Not all resets have to be dramatic.
After a day or two off, your reset routine can just be about clearing your head and/or your workspace, and writing down your priorities. Once you’re clear what matters, decide how long you’re going to work before you take a break. Then begin.
During a normal working day, it can be as simple as clearing your desk, stretching or taking a couple of deliberate, deep breaths before you move from one task to another.
Emotional resets are important, too.
Don’t just push your feelings down and plough on after an upsetting email or phone call. Rejection hurts. Disappointment, too. Criticism can be useful, but it’s also wounding.

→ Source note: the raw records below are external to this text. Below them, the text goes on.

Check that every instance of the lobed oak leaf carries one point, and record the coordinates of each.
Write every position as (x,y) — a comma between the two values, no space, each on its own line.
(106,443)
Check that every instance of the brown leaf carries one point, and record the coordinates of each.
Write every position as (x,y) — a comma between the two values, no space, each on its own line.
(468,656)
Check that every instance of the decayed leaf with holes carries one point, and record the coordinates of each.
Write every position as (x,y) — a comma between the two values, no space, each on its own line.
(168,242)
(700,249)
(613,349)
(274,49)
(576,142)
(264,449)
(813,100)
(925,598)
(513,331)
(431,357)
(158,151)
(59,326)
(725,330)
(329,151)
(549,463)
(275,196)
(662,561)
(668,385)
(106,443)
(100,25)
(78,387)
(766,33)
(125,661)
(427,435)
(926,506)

Acknowledge how you’re feeling. Name it. It can be oddly helpful just to say to yourself, “I feel hurt that I didn’t get a grant this time round – and that two of my friends did. I’m envious of them and I feel bad about that, too.”
Then let it out. Put some music on and dance it out for a couple of minutes. Thump a cushion. Vent in your diary. Or just sit quietly and fully feel whatever it is you’re feeling. This is often far more helpful than replaying it in your head on a loop for the rest of the day/week/month. You’ll get over it faster, and it won’t distort into depression, or a sudden irrational burst of anger later.
So: what disruptions are you likely to face this summer?
What throws you off-balance most often? And what might help you recover faster?